Heliyon. 2023 Nov 8;9(11):e21523. doi: 10.1016/j.heliyon.2023.e21523. eCollection 2023 Nov.

Abstract

Standardizing clinical laboratory test results is critical for conducting clinical data science research and analysis. However, standardized data processing tools and guidelines are inadequate. In this paper, a novel approach for standardizing categorical test results based on supervised machine learning and the Jaro-Winkler similarity algorithm is proposed. A supervised machine learning model is used in this approach for scalable categorization of the test results into predefined groups or clusters, while Jaro-Winkler similarity is used to map text terms into standard clinical terms within these corresponding groups.

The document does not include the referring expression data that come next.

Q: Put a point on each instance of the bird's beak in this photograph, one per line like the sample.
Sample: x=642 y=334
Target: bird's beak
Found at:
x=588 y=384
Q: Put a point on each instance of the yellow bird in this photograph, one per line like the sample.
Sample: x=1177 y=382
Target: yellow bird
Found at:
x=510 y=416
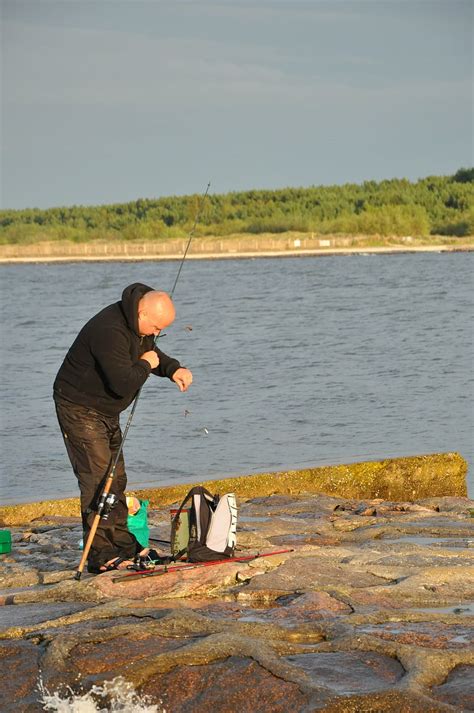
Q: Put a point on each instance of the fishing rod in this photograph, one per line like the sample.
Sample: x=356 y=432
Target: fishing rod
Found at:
x=185 y=566
x=107 y=499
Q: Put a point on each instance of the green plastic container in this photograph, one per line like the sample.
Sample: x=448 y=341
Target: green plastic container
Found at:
x=138 y=524
x=5 y=542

The proposed method is applied to 75062 test results from two private hospitals in Bangladesh. The Support Vector Classification algorithm with a linear kernel has a classification accuracy of 98%, which is better than the Random Forest algorithm when categorizing test results. The experiment results show that Jaro-Winkler similarity achieves a remarkable 99.93% success rate in the test result standardization for the majority of groups with manual validation. The proposed method outperforms previous studies that concentrated on standardizing test results using rule-based classifiers on a smaller number of groups and distance similarities such as Cosine similarity or Levenshtein distance. Furthermore, when applied to the publicly available MIMIC-III dataset, our approach also performs excellently. All these findings show that the proposed standardization technique can be very beneficial for clinical big data research, particularly for national clinical research data hubs in low- and middle-income countries.

Keywords: Data quality; Data science; Electronic health records; LOINC; Machine learning; SNOMED CT; Standardization; String distance similarity.